The legislation to ban the practice of “triple talaq” and make it a punishable offence with a maximum of three years’ jail term was passed by the Indian parliament in July.
India has been one of the few countries where a Muslim man could still divorce his wife instantly by saying the word “talaq” (meaning divorce in Arabic) three times in quick succession.
Supreme Court judges issued a notice to the federal government, seeking its response on a clutch of petitions challenging the constitutional validity of the law, known as the Muslim Women (Protection of Rights on Marriage) Bill, broadcaster NDTV reported.
Salman Khurshid, a lawyer for one of the petitioners, who include Muslim scholars and clergy, argued several facets of the law including the “excessive and stringent provisions” of three years in jail, required to be examined by the court.

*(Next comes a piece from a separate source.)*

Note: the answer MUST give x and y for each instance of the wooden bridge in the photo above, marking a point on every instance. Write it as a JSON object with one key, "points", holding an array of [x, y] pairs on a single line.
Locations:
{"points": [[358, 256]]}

The petitions were filed in the court a day after President Ram Nath Kovind approved the law.
India’s Hindu nationalist government maintains that the law is a move to ensuring gender equality and justice and more than 20 Muslim countries including Pakistan and Malaysia had already banned the practice.
Critics of the practice say it leaves women destitute and robs them of their basic rights.
Opposition parties had objected to the bill, saying the proposed law could be misused to harass Muslims – a vulnerable minority in India – and that it should be reviewed by a parliamentary committee.